I’ve discussed the fact that the least squares estimator (“OLS”) for linear regression trend estimation does not always appear to be best when the data are highly autocorrelated. I gave previous examples with an extremely simple estimator, based on the mean of the lag-1 slopes, that gives a better answer in those situations. As Nick Stokes and HaroldW pointed out, this equates simply to the difference, last value minus the first; can’t get much simpler than that. Since then, I’ve done some more exploring on exactly what conditions that one, and a few others, do better or worse than OLS. [Incidentally, one of them is a parabolic weighting as described mathematically by HaroldW, and sure enough, it follows the OLS estimate almost exactly. My thanks to him for pointing that interesting fact out].

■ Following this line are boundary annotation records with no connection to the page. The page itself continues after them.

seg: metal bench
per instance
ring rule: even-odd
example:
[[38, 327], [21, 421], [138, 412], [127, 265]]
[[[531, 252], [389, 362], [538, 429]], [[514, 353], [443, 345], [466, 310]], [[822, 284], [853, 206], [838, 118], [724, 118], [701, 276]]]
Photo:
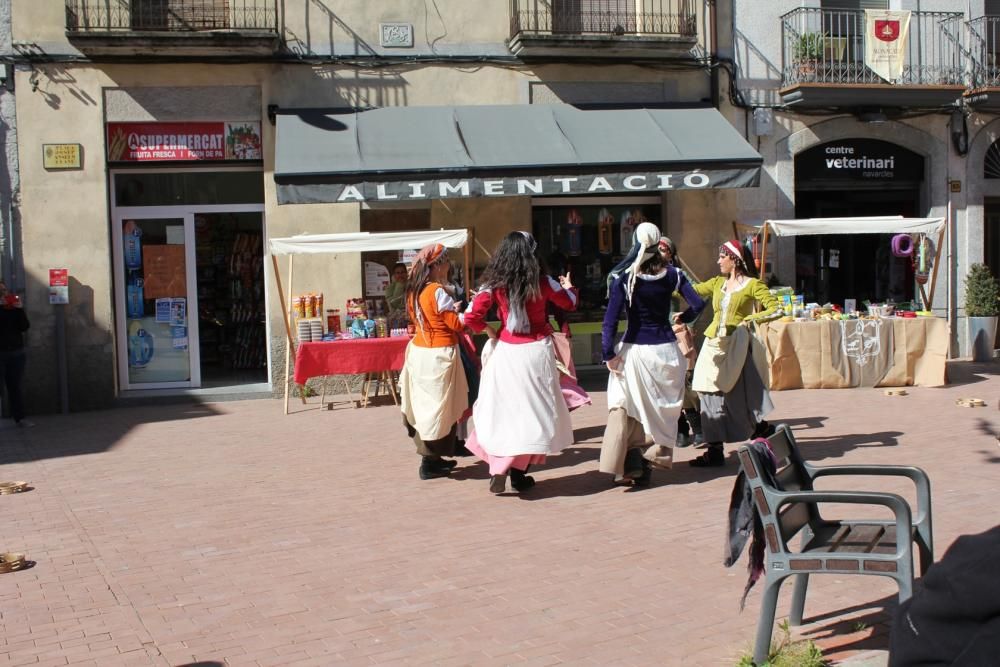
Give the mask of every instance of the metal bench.
[[[769, 475], [758, 467], [748, 447], [739, 451], [767, 545], [764, 593], [754, 644], [756, 664], [767, 660], [778, 591], [786, 577], [796, 577], [789, 621], [800, 625], [810, 574], [892, 577], [899, 586], [899, 601], [903, 602], [913, 594], [913, 544], [920, 554], [921, 575], [927, 572], [934, 554], [930, 480], [923, 470], [885, 465], [814, 466], [802, 460], [786, 424], [778, 425], [768, 441], [777, 460], [776, 480], [781, 488], [769, 483]], [[813, 481], [828, 475], [908, 477], [916, 486], [916, 516], [906, 500], [894, 493], [814, 490]], [[894, 518], [826, 520], [820, 516], [820, 503], [882, 505], [892, 510]], [[800, 534], [800, 549], [789, 548], [792, 538]]]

This issue is important because it affects confidence in trends in autocorrelated data, of which there are a lot. It’s well known that autocorrelation widens standard errors and confidence intervals around an estimate, exaggerating the statistical significance of the values computed by standard methods. There are ways to correct for this (see note at end on that). However, there is another problem here: the OLS-derived estimate of the most likely (point) value, is itself often thrown off, i.e. it is biased. So, you can correct for exaggerated confidence intervals, but you will often be doing so around a point estimate that is itself mis-estimated. The correction procedures give a higher precision confidence interval, but that interval surrounds a biased value. The value of doing this is therefore questionable.

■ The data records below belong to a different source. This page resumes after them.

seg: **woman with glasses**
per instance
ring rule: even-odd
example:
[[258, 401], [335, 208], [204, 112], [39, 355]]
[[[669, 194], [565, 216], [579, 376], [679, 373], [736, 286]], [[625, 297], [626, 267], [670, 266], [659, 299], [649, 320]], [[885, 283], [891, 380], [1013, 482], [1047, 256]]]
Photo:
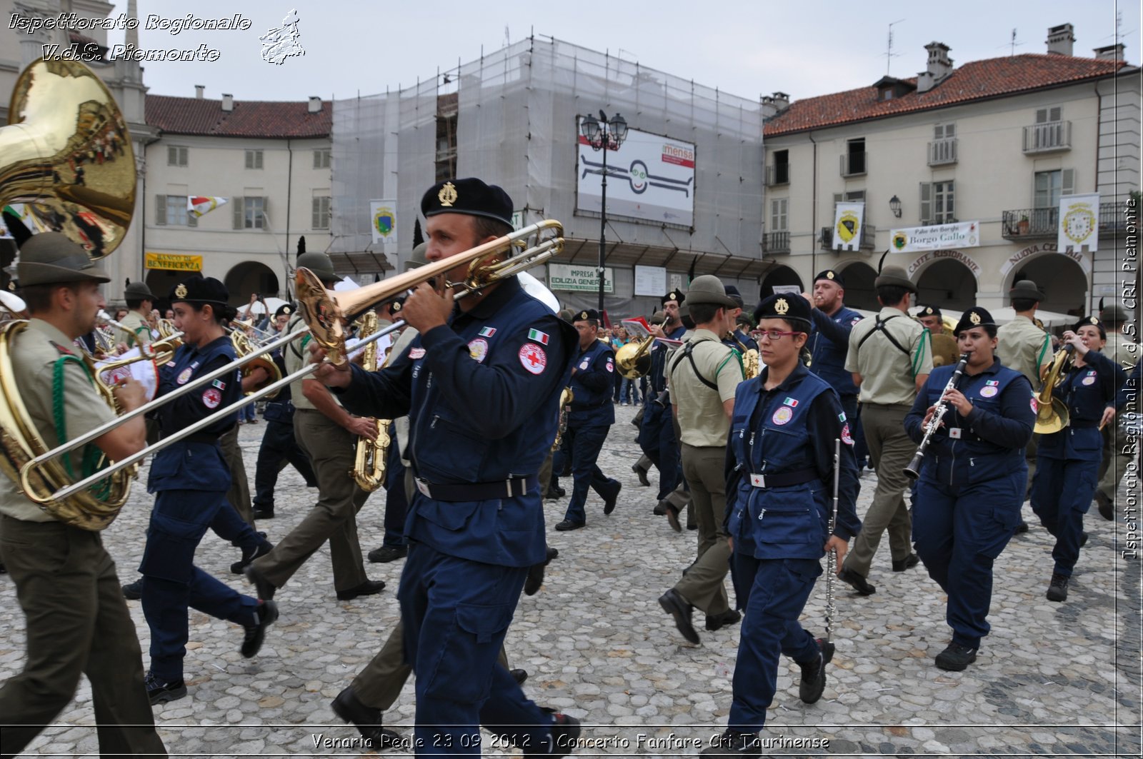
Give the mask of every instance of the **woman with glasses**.
[[702, 752], [709, 756], [760, 756], [758, 733], [777, 688], [780, 654], [801, 668], [802, 702], [822, 697], [833, 644], [815, 640], [798, 618], [822, 574], [822, 557], [836, 550], [840, 567], [849, 538], [861, 529], [854, 509], [857, 466], [841, 401], [799, 360], [810, 329], [809, 304], [798, 295], [773, 295], [758, 312], [766, 367], [738, 385], [727, 446], [727, 532], [745, 618], [729, 725]]

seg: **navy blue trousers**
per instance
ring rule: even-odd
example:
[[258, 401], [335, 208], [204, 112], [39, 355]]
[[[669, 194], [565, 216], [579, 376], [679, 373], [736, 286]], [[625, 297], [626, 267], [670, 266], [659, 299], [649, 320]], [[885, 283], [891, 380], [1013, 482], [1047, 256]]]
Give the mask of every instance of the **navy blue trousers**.
[[409, 543], [397, 598], [417, 676], [418, 756], [480, 756], [479, 725], [525, 756], [550, 753], [551, 716], [496, 661], [527, 574]]
[[1079, 560], [1079, 542], [1084, 535], [1084, 514], [1092, 508], [1100, 484], [1100, 457], [1095, 461], [1048, 458], [1040, 449], [1032, 479], [1032, 511], [1040, 524], [1056, 538], [1052, 558], [1054, 573], [1071, 577]]
[[599, 497], [607, 498], [615, 494], [616, 482], [609, 480], [596, 464], [599, 452], [607, 440], [610, 426], [594, 425], [584, 428], [568, 426], [563, 434], [572, 456], [572, 497], [565, 519], [574, 522], [588, 521], [584, 504], [588, 503], [588, 490], [593, 489]]
[[145, 577], [143, 615], [151, 628], [151, 671], [163, 680], [183, 677], [187, 607], [237, 624], [257, 623], [256, 598], [242, 596], [194, 566], [194, 550], [224, 504], [233, 511], [225, 490], [160, 490], [155, 495], [139, 572]]
[[913, 543], [929, 577], [949, 594], [945, 621], [956, 644], [980, 648], [989, 634], [992, 564], [1020, 524], [1026, 479], [1021, 468], [958, 488], [917, 482]]
[[796, 662], [817, 656], [817, 641], [798, 618], [822, 566], [814, 559], [756, 559], [738, 551], [730, 561], [736, 584], [749, 586], [750, 596], [742, 617], [727, 727], [738, 733], [758, 733], [766, 725], [766, 710], [774, 702], [780, 654]]

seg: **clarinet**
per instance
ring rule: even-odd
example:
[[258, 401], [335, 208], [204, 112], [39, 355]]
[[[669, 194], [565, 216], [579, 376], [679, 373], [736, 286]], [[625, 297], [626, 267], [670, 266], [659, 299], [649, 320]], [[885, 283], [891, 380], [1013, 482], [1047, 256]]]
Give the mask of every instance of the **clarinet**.
[[925, 452], [928, 450], [933, 434], [941, 426], [941, 417], [949, 410], [949, 404], [944, 400], [944, 396], [950, 390], [956, 390], [957, 385], [960, 384], [960, 378], [965, 376], [965, 366], [967, 363], [968, 353], [961, 353], [960, 360], [957, 361], [957, 367], [952, 370], [952, 376], [949, 377], [949, 384], [941, 391], [941, 398], [937, 400], [936, 406], [933, 407], [933, 416], [929, 417], [929, 423], [925, 425], [925, 437], [921, 438], [921, 445], [917, 448], [917, 453], [913, 454], [913, 460], [909, 462], [909, 466], [905, 466], [905, 474], [910, 479], [916, 480], [921, 476], [921, 463], [925, 461]]

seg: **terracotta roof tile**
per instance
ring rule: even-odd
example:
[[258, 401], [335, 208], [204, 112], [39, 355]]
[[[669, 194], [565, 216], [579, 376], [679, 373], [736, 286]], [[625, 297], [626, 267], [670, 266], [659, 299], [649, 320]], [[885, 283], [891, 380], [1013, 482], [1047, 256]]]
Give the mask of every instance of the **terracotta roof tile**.
[[217, 137], [328, 137], [333, 105], [323, 102], [317, 113], [309, 103], [234, 101], [223, 111], [222, 101], [197, 97], [146, 96], [146, 122], [175, 135]]
[[[796, 101], [785, 111], [767, 121], [762, 134], [776, 137], [807, 129], [1098, 79], [1113, 74], [1124, 65], [1126, 64], [1122, 61], [1034, 54], [973, 61], [953, 69], [948, 78], [927, 93], [912, 91], [900, 98], [878, 102], [877, 87], [862, 87], [846, 93]], [[902, 81], [917, 86], [916, 77]]]

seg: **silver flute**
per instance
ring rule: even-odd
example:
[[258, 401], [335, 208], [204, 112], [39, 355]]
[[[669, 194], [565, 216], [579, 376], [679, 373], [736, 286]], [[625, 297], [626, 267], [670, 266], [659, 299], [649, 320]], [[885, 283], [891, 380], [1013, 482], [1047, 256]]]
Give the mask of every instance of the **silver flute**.
[[916, 480], [921, 476], [921, 463], [925, 461], [925, 453], [928, 450], [929, 441], [933, 440], [933, 434], [941, 426], [941, 417], [949, 410], [949, 401], [944, 399], [945, 393], [957, 389], [957, 385], [960, 384], [960, 378], [965, 376], [965, 367], [967, 365], [968, 353], [961, 353], [960, 360], [957, 361], [957, 366], [952, 370], [952, 376], [949, 377], [949, 384], [941, 391], [941, 398], [937, 399], [936, 405], [933, 407], [933, 416], [929, 417], [928, 424], [925, 425], [925, 437], [921, 438], [921, 445], [918, 446], [917, 453], [913, 454], [913, 460], [909, 462], [909, 466], [905, 466], [905, 474], [911, 479]]

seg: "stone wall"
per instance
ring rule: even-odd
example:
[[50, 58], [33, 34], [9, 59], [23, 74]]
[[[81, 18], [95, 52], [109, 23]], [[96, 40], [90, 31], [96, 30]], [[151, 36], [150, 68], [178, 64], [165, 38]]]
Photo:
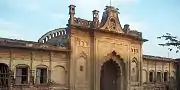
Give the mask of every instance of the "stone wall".
[[[9, 86], [13, 90], [42, 87], [48, 89], [51, 86], [68, 88], [68, 61], [67, 52], [0, 47], [0, 63], [8, 65], [11, 71]], [[17, 68], [23, 66], [28, 67], [28, 80], [26, 84], [17, 85]], [[42, 84], [37, 83], [37, 68], [46, 68], [47, 79]]]

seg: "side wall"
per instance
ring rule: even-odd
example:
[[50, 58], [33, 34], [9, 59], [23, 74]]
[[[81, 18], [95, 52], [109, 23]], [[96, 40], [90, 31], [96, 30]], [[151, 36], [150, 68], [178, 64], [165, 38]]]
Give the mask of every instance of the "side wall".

The good news is that it appears the problem only gets serious when the autocorrelation is toward the high end. Below a lag-1 alpha coefficient of about 0.75 in the AR1 model (x(t) = alpha * x(t-1) + w), the OLS estimator appears to be as good or better than the few others I’ve tested. Above 0.75 however, one or more of these estimators give superior estimates to OLS, as judged by both the accuracy and precision (variance) of the mean estimate. When a random walk state is reached (alpha = 1.0) the difference is substantial and sustained. The most extreme OLS estimates are the ones having the greatest bias. This is true for alpha < 0.75 also, and the gray areas all involve the various possible combinations of lower AR1 alpha values with the higher percentiles of the slopes of the OLS-derived slope distribution.
Here are two results from 1000 simulation runs for alpha = 0.90, at the 5th and 95th percentiles of the distribution of OLS-estimated trends, showing several other trendline estimates as well. Although the spread of the estimates is large, the trends closest to the true value of zero are so consistently. These results can be used to provide more accurate estimates of linear trends in highly autocorrelated data, which is more important than simply increasing the precision of a potentially biased estimate.

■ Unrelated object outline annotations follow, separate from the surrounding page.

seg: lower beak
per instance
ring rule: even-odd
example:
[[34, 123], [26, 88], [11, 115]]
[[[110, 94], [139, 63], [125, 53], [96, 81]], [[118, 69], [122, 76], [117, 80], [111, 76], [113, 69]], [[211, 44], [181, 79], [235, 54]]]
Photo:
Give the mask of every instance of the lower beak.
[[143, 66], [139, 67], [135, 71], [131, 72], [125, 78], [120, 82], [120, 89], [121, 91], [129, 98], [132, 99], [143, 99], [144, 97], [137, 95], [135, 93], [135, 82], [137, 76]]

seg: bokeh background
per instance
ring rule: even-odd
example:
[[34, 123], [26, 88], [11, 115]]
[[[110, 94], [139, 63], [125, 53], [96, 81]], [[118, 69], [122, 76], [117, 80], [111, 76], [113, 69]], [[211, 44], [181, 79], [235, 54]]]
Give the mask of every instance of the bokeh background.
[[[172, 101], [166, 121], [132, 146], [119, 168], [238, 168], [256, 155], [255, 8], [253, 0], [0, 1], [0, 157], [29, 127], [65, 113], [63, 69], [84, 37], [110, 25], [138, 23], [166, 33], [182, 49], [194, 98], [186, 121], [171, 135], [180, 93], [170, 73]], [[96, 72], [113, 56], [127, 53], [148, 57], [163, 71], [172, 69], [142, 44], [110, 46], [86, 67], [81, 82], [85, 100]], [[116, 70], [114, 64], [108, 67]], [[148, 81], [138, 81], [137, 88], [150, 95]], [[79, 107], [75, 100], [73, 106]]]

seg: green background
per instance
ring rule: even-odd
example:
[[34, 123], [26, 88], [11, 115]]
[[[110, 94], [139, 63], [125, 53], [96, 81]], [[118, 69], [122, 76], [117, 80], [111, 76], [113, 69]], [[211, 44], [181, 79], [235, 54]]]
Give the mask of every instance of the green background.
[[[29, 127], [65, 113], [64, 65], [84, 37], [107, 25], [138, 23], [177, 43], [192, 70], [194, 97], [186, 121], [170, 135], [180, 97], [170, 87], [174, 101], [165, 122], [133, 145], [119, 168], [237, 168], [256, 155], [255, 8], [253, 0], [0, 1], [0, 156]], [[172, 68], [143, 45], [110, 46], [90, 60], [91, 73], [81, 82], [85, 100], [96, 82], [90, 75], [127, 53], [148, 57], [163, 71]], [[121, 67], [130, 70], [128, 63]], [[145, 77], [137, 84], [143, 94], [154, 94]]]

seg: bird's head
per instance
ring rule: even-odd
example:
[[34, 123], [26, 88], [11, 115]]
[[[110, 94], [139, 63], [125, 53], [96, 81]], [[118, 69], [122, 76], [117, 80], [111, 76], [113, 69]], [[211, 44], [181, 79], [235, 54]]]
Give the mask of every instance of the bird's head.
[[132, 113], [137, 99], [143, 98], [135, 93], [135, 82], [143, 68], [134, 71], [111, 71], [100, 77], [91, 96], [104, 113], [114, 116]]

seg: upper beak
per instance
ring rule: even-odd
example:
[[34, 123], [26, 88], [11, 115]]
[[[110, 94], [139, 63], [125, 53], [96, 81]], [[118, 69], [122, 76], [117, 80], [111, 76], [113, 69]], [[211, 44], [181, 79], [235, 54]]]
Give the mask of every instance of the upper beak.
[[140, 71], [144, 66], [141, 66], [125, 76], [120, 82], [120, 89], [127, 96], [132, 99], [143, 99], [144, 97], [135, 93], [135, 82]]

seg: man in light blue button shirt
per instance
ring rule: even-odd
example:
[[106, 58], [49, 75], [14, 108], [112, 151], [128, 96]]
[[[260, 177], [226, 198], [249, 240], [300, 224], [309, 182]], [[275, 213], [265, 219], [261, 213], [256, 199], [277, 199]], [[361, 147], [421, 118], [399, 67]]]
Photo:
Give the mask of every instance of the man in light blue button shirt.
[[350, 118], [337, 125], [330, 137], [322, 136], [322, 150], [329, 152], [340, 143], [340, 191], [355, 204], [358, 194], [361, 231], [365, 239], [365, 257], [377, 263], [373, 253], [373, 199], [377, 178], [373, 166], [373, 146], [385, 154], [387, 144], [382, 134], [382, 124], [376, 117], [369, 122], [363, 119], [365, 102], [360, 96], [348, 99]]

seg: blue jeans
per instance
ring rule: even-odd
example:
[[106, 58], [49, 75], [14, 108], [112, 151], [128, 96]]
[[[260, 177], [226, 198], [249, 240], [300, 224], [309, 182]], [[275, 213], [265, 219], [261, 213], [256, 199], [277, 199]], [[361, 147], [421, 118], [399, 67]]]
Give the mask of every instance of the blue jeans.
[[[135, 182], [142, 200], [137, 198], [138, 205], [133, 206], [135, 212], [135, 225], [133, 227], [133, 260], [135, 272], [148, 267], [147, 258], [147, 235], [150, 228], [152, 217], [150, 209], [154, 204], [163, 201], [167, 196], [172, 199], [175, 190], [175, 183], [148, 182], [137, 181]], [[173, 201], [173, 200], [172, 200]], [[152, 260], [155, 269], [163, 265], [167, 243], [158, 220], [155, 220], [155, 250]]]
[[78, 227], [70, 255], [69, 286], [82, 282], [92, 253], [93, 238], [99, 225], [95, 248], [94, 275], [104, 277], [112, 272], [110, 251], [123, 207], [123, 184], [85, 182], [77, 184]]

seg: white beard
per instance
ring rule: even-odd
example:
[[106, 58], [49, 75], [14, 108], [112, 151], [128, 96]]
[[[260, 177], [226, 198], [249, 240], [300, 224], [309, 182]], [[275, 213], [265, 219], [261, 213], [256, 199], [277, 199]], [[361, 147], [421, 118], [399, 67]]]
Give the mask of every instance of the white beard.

One other thing of note. The practice of computing an autocorrelation-corrected probability (p) value, by adjusting the effective degrees of freedom of the residuals, using the formula N = n * (1-r)/(1+r) where n is the observed d.f. and r is the lag-1 autocorrelation coefficient, does not seem to be effective. This method appears to give far higher numbers of statistically significant results than are obtained by simulation of red noise series and observed frequencies of OLS-fitted line slopes.
Correction: The above paragraph is wrong. The formula given above is referred to as Quenouille’s method, dating to the late 1940s. It provides a correction to the p values computed by OLS regression that, though not perfect, will often improve them greatly. I was applying it incorrectly to the F statistic and distribution. See Nick Stokes’ comments here and elsewhere in that thread, for a discussion.